I believe that I cannot believe. . .

"And yet, when the Son of Man comes, will he find faith on earth?"  Luke 18:8

"I believe that by my own understanding or strength I cannot believe in Jesus Christ my Lord or come to him, but instead the Holy Spirit has called me through the gospel, enlightened me with his gifts, made me holy and kept me in the true faith, just as he calls, gathers, enlightens, and makes holy the whole Christian church on earth and keeps it with Jesus Christ in the one common, true faith. Daily in this Christian church the Holy Spirit abundantly forgives all sins—mine and those of all believers. On the last day the Holy Spirit will raise me and all the dead and will give to me and all believers in Christ eternal life. This is most certainly true."  (Luther's Small Catechism, Augsburg Fortress)

Apart from the Spirit, faith is simply not possible.  Apart from the Spirit, Jesus is nothing to us.

"Christ Alone" was one of the rallying cries of the Protestant Reformation.  As a corrective, there is some truth to it, but on its own, it is blatantly false.

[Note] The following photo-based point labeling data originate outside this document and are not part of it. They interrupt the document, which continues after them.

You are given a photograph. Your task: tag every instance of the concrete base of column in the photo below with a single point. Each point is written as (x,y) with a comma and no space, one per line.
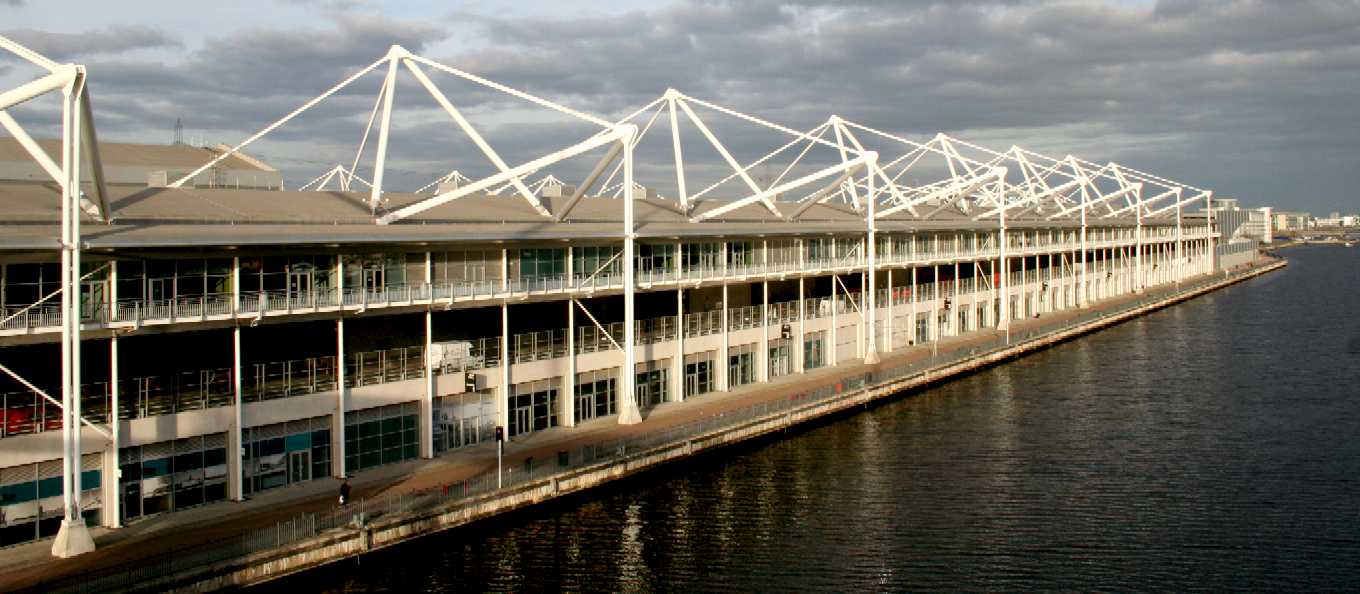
(629,415)
(72,538)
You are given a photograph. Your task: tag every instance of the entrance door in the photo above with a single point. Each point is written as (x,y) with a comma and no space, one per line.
(299,283)
(159,288)
(299,466)
(131,499)
(373,279)
(522,422)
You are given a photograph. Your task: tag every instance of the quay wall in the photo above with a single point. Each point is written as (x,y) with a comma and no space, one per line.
(391,529)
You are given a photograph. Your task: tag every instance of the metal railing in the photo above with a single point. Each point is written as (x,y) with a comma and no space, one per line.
(389,510)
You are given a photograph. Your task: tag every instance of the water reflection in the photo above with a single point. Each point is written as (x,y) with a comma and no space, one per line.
(1207,446)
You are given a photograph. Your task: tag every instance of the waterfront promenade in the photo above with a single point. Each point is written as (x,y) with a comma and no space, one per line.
(158,538)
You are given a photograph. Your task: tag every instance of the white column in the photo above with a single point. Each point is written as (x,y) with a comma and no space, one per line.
(834,351)
(763,374)
(1084,280)
(503,401)
(677,369)
(427,411)
(567,416)
(337,419)
(629,412)
(800,366)
(871,355)
(721,364)
(722,348)
(235,284)
(887,325)
(911,318)
(569,382)
(72,538)
(935,303)
(112,509)
(235,449)
(958,305)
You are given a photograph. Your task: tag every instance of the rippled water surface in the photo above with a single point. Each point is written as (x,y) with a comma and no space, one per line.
(1209,446)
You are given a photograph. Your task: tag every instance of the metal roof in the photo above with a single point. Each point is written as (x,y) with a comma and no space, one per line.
(200,218)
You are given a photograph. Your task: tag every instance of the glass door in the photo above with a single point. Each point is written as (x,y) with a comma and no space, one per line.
(299,284)
(373,279)
(299,466)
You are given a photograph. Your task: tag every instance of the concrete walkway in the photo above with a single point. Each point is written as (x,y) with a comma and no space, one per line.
(29,564)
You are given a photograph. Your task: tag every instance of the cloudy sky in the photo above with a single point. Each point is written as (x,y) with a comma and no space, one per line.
(1255,99)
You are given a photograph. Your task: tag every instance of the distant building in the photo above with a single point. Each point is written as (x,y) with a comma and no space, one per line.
(1243,223)
(154,165)
(1283,220)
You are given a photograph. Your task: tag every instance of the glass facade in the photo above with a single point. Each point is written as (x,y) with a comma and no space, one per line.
(286,453)
(380,435)
(464,419)
(596,260)
(540,263)
(815,350)
(170,476)
(741,364)
(596,394)
(698,374)
(702,256)
(652,382)
(781,358)
(30,499)
(533,405)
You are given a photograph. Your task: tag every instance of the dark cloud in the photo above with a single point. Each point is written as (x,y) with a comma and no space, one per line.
(112,40)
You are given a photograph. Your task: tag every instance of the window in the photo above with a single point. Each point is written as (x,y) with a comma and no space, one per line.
(595,394)
(741,364)
(654,257)
(652,382)
(596,260)
(740,254)
(702,256)
(381,435)
(533,405)
(698,374)
(815,350)
(540,263)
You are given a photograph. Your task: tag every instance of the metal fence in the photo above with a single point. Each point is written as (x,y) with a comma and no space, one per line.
(339,522)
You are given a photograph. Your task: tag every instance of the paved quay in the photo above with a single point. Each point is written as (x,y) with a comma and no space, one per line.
(27,566)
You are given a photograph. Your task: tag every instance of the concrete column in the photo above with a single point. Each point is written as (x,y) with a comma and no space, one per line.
(911,318)
(235,284)
(1083,298)
(235,446)
(935,305)
(503,401)
(110,514)
(871,301)
(629,412)
(569,381)
(834,351)
(763,374)
(677,367)
(337,465)
(958,305)
(427,409)
(799,364)
(722,348)
(887,324)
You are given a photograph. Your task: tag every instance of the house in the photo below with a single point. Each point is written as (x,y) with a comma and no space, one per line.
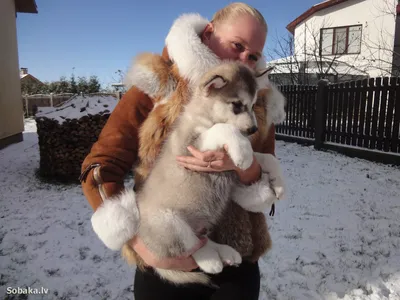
(11,108)
(340,40)
(29,83)
(27,78)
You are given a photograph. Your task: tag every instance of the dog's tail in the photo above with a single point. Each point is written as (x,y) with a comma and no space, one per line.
(180,277)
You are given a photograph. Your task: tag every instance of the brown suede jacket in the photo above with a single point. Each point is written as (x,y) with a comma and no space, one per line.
(117,147)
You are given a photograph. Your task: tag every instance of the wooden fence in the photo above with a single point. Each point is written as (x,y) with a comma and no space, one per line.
(357,118)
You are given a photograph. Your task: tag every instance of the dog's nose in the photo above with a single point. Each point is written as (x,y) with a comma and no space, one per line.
(252,130)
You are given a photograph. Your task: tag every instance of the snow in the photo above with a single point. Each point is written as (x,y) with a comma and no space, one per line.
(335,236)
(79,106)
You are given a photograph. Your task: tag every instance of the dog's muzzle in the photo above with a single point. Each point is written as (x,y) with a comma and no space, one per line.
(252,130)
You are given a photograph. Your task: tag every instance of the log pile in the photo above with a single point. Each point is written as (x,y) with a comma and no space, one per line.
(67,133)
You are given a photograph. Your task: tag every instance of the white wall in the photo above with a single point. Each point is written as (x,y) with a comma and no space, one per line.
(11,109)
(378,27)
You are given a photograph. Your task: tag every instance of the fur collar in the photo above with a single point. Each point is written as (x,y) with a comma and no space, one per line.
(193,59)
(187,51)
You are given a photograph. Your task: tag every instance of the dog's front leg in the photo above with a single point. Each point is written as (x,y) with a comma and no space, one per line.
(212,257)
(259,196)
(239,147)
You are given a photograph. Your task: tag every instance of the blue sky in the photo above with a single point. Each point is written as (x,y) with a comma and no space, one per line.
(99,37)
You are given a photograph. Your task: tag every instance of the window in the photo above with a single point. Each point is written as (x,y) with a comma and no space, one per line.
(341,40)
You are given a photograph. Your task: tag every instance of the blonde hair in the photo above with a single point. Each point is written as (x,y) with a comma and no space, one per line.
(236,9)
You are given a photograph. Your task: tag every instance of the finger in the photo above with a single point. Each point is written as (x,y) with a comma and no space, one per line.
(189,160)
(197,168)
(206,155)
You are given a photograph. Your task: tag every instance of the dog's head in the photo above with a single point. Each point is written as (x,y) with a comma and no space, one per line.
(230,92)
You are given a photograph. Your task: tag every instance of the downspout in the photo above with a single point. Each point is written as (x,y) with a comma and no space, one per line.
(396,46)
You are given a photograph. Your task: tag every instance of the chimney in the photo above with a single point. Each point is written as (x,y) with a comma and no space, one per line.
(396,48)
(23,71)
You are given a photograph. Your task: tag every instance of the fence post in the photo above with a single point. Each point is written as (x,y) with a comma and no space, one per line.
(51,99)
(320,113)
(26,105)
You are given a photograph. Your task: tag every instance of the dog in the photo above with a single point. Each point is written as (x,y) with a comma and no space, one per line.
(177,204)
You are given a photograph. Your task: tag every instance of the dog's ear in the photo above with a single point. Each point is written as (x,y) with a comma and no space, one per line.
(262,77)
(217,82)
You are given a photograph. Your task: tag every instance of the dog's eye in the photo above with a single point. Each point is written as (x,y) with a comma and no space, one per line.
(237,107)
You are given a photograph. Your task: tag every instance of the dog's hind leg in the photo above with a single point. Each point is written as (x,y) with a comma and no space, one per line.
(212,257)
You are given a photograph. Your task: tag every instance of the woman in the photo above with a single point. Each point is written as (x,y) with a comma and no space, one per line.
(236,32)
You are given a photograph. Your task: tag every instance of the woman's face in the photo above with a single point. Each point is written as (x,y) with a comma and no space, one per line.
(240,39)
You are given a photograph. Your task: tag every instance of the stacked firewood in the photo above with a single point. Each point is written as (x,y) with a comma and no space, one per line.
(64,145)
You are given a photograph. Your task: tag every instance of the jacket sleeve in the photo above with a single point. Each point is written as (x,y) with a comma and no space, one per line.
(116,217)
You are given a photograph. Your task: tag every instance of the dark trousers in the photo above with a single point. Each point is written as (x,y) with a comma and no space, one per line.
(235,283)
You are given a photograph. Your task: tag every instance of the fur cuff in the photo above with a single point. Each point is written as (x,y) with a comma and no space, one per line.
(116,221)
(260,196)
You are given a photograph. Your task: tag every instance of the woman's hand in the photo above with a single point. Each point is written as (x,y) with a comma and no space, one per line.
(219,161)
(184,263)
(208,161)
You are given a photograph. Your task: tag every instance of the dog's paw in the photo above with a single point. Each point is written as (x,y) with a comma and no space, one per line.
(229,255)
(208,259)
(278,186)
(211,266)
(241,153)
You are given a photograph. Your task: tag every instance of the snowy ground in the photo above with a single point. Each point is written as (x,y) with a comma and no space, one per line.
(336,236)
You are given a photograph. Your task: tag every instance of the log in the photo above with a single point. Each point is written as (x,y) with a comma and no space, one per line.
(67,133)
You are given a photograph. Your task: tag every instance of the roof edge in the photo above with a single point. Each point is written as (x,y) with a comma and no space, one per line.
(25,6)
(317,7)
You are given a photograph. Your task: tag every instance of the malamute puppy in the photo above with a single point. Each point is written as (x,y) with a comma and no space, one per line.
(176,204)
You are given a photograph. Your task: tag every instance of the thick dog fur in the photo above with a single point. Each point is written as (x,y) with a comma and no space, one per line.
(176,204)
(170,85)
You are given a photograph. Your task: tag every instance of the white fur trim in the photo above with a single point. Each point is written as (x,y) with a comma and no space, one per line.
(143,78)
(260,196)
(186,49)
(116,221)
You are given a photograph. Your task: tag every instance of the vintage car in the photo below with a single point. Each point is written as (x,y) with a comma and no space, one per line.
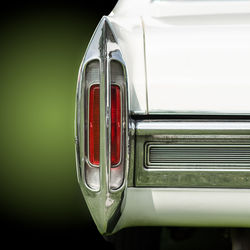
(163,116)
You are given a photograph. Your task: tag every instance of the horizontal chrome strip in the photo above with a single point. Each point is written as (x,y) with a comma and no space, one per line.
(186,207)
(190,153)
(193,155)
(171,127)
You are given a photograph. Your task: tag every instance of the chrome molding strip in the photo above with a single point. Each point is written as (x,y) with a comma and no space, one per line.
(194,133)
(104,202)
(197,156)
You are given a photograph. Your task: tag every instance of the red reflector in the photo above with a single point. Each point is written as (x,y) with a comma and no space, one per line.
(115,125)
(94,125)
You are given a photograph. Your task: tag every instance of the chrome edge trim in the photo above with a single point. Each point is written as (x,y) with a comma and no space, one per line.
(237,132)
(192,207)
(105,204)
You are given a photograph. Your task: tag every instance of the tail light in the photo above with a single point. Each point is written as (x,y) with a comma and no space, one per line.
(94,125)
(101,123)
(115,125)
(102,127)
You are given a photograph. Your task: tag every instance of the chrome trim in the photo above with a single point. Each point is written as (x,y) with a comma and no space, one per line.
(185,162)
(104,202)
(191,133)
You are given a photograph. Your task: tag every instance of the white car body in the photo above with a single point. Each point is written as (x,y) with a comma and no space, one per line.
(189,59)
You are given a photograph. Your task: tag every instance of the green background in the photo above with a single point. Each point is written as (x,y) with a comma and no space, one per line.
(41,50)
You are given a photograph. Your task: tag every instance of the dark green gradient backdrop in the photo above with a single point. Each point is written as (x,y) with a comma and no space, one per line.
(41,49)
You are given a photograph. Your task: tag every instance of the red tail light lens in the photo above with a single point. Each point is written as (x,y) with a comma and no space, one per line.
(115,125)
(94,124)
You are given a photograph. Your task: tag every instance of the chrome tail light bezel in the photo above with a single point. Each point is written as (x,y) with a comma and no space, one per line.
(103,187)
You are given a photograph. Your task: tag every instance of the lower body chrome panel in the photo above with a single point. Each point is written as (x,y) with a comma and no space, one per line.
(191,153)
(193,207)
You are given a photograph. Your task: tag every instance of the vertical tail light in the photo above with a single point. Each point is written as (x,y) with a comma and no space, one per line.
(94,124)
(115,125)
(115,121)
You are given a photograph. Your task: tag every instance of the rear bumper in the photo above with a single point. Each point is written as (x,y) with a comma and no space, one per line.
(185,207)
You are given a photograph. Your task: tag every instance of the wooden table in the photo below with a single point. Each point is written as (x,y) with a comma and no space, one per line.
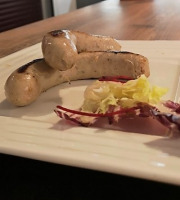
(124,20)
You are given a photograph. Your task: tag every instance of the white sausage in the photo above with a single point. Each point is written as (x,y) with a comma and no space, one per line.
(61,48)
(26,83)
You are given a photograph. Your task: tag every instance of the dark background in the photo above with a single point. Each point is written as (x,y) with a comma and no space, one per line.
(26,179)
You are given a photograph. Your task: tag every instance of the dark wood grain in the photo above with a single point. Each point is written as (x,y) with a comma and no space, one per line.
(124,20)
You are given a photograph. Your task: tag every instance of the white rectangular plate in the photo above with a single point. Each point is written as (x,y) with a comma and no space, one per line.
(36,132)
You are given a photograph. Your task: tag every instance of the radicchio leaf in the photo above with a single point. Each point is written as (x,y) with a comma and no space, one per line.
(170,119)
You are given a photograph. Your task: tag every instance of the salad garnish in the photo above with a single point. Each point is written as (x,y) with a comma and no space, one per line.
(116,98)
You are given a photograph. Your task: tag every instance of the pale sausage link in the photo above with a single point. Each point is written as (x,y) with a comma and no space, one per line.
(82,56)
(61,48)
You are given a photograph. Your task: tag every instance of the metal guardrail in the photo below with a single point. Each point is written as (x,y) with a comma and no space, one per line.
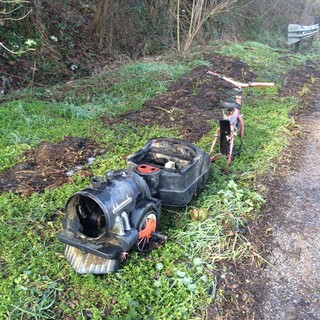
(296,33)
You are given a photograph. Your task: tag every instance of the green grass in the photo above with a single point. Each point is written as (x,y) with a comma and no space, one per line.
(175,281)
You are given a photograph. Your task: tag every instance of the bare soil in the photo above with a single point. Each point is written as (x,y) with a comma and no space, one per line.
(287,286)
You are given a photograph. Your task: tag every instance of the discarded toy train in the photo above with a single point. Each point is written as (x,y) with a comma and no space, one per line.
(121,210)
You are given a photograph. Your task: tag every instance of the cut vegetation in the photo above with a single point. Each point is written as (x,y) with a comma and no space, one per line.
(46,133)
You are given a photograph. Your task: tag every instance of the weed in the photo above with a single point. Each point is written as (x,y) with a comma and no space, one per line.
(176,281)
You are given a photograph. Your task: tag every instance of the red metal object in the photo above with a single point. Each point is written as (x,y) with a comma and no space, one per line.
(145,168)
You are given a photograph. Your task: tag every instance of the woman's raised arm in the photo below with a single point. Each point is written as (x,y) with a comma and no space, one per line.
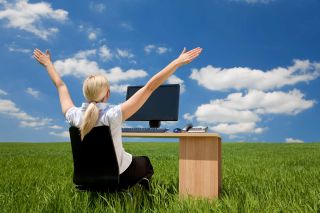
(64,96)
(136,101)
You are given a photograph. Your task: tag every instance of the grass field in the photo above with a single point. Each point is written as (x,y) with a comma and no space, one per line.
(257,177)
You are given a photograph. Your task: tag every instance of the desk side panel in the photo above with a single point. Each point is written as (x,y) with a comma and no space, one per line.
(200,167)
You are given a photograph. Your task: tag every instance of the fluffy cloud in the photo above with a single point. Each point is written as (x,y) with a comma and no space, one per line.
(80,66)
(19,50)
(124,53)
(63,134)
(237,128)
(32,92)
(240,113)
(9,108)
(92,36)
(105,53)
(260,102)
(30,17)
(173,79)
(97,7)
(153,48)
(2,92)
(215,78)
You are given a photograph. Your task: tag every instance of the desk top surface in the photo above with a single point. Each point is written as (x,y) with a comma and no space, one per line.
(167,135)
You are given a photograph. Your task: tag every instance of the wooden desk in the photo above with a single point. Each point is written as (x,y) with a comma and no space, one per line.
(199,162)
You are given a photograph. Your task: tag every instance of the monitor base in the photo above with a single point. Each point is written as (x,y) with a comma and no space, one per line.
(154,124)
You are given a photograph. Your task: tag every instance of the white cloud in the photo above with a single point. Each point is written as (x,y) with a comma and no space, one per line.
(9,108)
(32,92)
(80,66)
(124,53)
(30,17)
(188,117)
(118,88)
(292,140)
(91,32)
(83,54)
(162,50)
(260,102)
(97,7)
(64,134)
(116,74)
(126,26)
(20,50)
(237,128)
(2,92)
(149,48)
(240,113)
(153,48)
(173,79)
(92,36)
(215,78)
(105,53)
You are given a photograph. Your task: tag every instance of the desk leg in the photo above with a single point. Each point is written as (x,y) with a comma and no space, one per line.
(200,167)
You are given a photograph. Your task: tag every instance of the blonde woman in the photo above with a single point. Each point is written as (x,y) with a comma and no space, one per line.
(95,111)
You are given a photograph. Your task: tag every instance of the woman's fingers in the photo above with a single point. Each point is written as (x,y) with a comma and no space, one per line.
(183,51)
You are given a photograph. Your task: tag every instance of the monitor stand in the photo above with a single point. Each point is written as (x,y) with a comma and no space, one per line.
(154,124)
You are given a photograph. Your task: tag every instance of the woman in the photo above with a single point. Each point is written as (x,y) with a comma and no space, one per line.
(95,112)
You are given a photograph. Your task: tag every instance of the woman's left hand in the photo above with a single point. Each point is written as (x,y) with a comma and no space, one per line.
(43,58)
(186,57)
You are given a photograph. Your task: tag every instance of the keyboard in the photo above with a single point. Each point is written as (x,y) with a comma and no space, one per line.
(142,130)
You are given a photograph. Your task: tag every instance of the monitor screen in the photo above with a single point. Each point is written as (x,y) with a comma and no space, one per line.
(162,105)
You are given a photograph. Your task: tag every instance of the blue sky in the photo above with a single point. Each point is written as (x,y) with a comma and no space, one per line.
(256,80)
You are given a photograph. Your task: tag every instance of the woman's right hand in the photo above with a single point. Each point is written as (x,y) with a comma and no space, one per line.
(43,58)
(187,56)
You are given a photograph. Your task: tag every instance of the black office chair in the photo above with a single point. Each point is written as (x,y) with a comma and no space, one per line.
(94,160)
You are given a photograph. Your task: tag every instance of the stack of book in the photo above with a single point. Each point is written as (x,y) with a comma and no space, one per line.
(196,129)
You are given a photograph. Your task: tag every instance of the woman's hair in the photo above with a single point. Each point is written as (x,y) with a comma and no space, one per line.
(95,88)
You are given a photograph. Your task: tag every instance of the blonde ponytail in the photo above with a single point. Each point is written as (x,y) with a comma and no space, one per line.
(95,88)
(90,119)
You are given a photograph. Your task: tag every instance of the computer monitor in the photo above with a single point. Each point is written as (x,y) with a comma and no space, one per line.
(162,105)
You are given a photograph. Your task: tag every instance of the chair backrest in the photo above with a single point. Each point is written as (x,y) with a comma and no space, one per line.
(94,160)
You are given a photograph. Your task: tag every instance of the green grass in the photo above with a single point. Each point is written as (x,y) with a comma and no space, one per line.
(257,177)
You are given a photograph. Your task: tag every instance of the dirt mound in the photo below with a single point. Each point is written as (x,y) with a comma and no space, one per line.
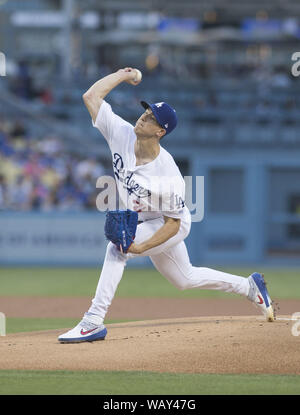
(245,344)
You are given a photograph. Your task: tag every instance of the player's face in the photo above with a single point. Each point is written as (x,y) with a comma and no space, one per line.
(147,125)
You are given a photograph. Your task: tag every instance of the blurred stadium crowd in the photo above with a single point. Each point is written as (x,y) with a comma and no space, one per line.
(40,175)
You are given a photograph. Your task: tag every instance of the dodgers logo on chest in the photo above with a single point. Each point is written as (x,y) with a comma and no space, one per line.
(126,177)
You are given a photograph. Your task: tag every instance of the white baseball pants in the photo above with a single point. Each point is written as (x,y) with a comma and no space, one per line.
(171,259)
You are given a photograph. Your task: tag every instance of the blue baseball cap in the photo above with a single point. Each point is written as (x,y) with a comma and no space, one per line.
(164,114)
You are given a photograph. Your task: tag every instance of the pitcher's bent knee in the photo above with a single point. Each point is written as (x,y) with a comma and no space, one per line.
(112,252)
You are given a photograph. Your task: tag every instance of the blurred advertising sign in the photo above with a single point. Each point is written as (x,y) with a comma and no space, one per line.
(51,238)
(269,28)
(170,24)
(58,238)
(52,19)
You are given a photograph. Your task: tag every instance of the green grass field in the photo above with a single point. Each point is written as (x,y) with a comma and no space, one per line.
(282,283)
(143,383)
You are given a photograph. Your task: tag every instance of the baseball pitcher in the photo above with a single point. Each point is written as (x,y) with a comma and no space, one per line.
(155,220)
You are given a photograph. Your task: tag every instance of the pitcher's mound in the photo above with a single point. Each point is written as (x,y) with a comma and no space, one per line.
(190,345)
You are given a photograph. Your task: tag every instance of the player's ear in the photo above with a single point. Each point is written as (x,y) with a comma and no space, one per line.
(163,133)
(160,133)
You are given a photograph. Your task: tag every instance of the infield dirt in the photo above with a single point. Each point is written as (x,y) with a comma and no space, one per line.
(230,344)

Christ never stands alone, but always within the community of the Trinity, Father, Son, and Holy Spirit.  This is particularly important because faith in Christ is impossible apart from the gift of the Holy Spirit.

We have too frequently focused solely on Christ, and not acknowledged the Spirit's essential role in the faith we share.

I struggle.  When I started my ministry some 30 years ago it was with great hope and expectation.  What I didn't expect was the degree to which our world has moved toward secularization during that time.  I didn't expect the indifference with which the world now views Christianity.  I didn't expect that congregations across the land would be in decline.  And I didn't expect how difficult it would be to bear an effective witness to Christ in a world in which deafness to the Gospel message seems to be the norm.

And I can't help but feel that I personally have failed.

And yet faith is not a work performed by  humans, nor a consequence of anything we may do.  It is only by the call of the Holy Spirit that faith is possible.  And part of the mystery surrounding the Spirit's work is that there are particular ripe moments in time, kairos, when we will see the manifestation of the Spirit's activity.  At other times, it is as though the seeds of faith are lying dormant under the ground, waiting for the right moment to sprout and spring forth with new life.

I serve a small congregation.  Attrition is taking its toll.  It's hard not to sound the alarm that if current trends continue the future of that particular community of faith is not long.  And my response is to continually ask myself what can I do to change things, and specifically to attract new members.

Wait.  Wait patiently for the Lord.  And believe.  Believe that even though the ground seems barren and lifeless, underneath the surface lie the seeds of faith that are even now being nurtured by the Spirit of God.

We have a limited responsibility.  We bear witness to what we have seen and heard, yet it is the Spirit that produces faith.

There is a mystery surrounding the Spirit's work.  And that mystery is wrapped up in the concept of kairos, the ripe moment in time when the harvest will be plentiful.

I knew a wheat farmer who was always chomping at the bit to get out into the fields to harvest the crops.  But you have to wait until the crops have ripened.  There is no rushing nature.  And so he developed a discipline that just when it seemed like the time for harvest was imminent, he would go fishing for a week.  And then, when he returned, the fields would be ripe for harvest and the work could begin.

Perhaps we need some of that wisdom.  Impatient with the Spirit's own timing, we need to just go fishing.  When the Spirit has completed his work, then, and only then, can the harvest begin.  The time will surely come though, and  yes, in the end the Son of Man will find faith on earth.